# 25hp 2 stroke mercury tiller handle help



## scoobeb (May 31, 2016)

I have a 2002 25hp 2 stroke mercury I'm working on and the issue issue is the tiller itself is not tight which I've seen be a common issue on these. The tiller has very,very little play side to side and it's lose as a goose going up and down as it should be tight from side to side and up and down. I took it apart and it supposed to have 4 washers to hold it down in place with 3 I know for sure be g metal washers. What I wanted to know is if anyone has had a missing washer issue and how to take the tiller off if possible without ripping the whole tiller apart? I took off the 2 bolts holding the handle in place then the plate with 2 bolts that hold the tiller part together, once separated I noticed on washer missing but I have the issue of what exactly I must take apart to get that 4th washer on? Is it posibly a plastic washer with a slit in it that pulls apart to slide over tiller to get in place or does it consist of 4 metal washers, I can't tell from the diagram on boats.net what type of washer it is. 
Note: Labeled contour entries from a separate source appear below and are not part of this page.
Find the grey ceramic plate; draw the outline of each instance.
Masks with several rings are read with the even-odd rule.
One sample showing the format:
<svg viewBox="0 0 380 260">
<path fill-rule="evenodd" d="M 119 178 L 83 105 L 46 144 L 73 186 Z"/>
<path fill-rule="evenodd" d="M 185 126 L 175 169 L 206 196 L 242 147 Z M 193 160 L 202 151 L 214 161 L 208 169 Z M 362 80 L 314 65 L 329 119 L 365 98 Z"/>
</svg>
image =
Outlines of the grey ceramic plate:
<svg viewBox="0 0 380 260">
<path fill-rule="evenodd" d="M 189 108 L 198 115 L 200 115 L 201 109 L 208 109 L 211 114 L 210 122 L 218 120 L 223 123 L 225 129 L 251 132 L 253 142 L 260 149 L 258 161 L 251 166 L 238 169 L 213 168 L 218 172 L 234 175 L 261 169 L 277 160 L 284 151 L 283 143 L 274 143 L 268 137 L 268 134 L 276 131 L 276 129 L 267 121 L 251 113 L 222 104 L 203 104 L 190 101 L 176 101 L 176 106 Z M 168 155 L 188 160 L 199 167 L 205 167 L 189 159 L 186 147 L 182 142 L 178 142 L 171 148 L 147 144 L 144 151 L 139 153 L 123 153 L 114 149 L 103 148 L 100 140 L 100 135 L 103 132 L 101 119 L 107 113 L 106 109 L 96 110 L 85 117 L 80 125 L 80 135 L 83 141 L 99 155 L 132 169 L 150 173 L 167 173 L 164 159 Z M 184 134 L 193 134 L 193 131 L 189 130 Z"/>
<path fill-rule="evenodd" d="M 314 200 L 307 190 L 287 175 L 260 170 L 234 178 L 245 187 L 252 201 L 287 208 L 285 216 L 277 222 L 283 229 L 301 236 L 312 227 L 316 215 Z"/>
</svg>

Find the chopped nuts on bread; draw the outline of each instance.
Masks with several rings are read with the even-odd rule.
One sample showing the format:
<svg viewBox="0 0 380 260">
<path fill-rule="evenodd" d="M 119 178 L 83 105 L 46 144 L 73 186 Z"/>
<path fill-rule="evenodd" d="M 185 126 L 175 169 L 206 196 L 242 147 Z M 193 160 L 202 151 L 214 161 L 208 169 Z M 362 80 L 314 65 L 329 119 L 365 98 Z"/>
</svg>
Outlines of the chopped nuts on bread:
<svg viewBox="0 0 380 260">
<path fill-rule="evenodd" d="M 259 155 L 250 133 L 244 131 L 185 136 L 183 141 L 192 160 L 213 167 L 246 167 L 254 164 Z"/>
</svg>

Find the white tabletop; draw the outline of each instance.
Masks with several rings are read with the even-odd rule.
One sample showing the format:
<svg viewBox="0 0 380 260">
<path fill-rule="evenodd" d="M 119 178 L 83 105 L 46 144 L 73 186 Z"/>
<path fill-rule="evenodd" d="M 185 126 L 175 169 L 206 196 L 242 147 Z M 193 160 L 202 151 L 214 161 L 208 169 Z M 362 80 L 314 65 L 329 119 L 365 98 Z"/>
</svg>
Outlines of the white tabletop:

Here is pics of what part I'm talking about. .. any help would be great, I know this had to have happened to many other people before.


----------



## -CN- (Jun 1, 2016)

I'm familiar with that tiller handle since I just bought one on ebay to use for parts for my 8hp tiller. I could not locate any 8hp tiller handles so I figured a handle from another small Merc (9.9 - 25) would work. Well, I made it work. It came with 4 washers and they're all the same. I have a bag of leftover parts after removing the shaft and throttle tube and the cables and kill switch. If you need anything let me know. I do not know how to remove it from or install it to the motor, as of course it was already removed when I bought it.


----------



## scoobeb (Jun 1, 2016)

The tiller has 2 flat metal washers,I wavy metal washer and the 4th is I believe a plastic washer or even a metal tiller arm washer,that is what's missing, the 4th one closest to the tiller side itself. It looks like you take the 2 bolts out that are in the metal plate which I did,that releases the tiller from the outboard,that is wear I'm not to sure after that,I'm pretty mechanically inclined so I may give this a shot. My local mechanic at the marina can do it fast then their can't be much to this. I just need to figure it out.


----------



## perchjerker (Jun 1, 2016)

just start unbolting.

thats what I do. it will become apparent to what is going on

I had to replace the swivel bracket on my 9.9 gamefisher not long ago. Looked real simple at first. But I had to take stuff apart I did not think I would have to so it took a while

Now I could do one in 15 mins lol


----------



## scoobeb (Jun 1, 2016)

I can't do anything till the piece comes in anyway,I have allot of cleaning to do on the outboard anyways,the piece should be in tomorrow or Friday. Once I get it that is what I have planned,I have the manual and I think I can do it.


----------



## scoobeb (Jun 25, 2016)

Well,here is what I did so I didn't have to take the throttle cables out or I didn't have to pull the kill switch out for the washer to go through. I got a brilliant idea of putting a small cut in 2 of the metal washers and slid them over the kill switch wires and the throttle cables and it worked better than new,I just put a glob of grease in between all the washers and the tiller is tighter than ever,plus it eliminates that piece of crap plastic washer which is a waste imo anyways because it wears down way to fast and easy. So problem fixed with 2 metal washers replacing the one plastic washer. This is a very common issue on these mercs and I think adding two metal washers on the inside part that goes into the bushing,so now I have 3 flat washers in a row,then the wavy washer,then one more flat washer and it seems to all move and work perfectly. Saved myself $80 at the marina.


----------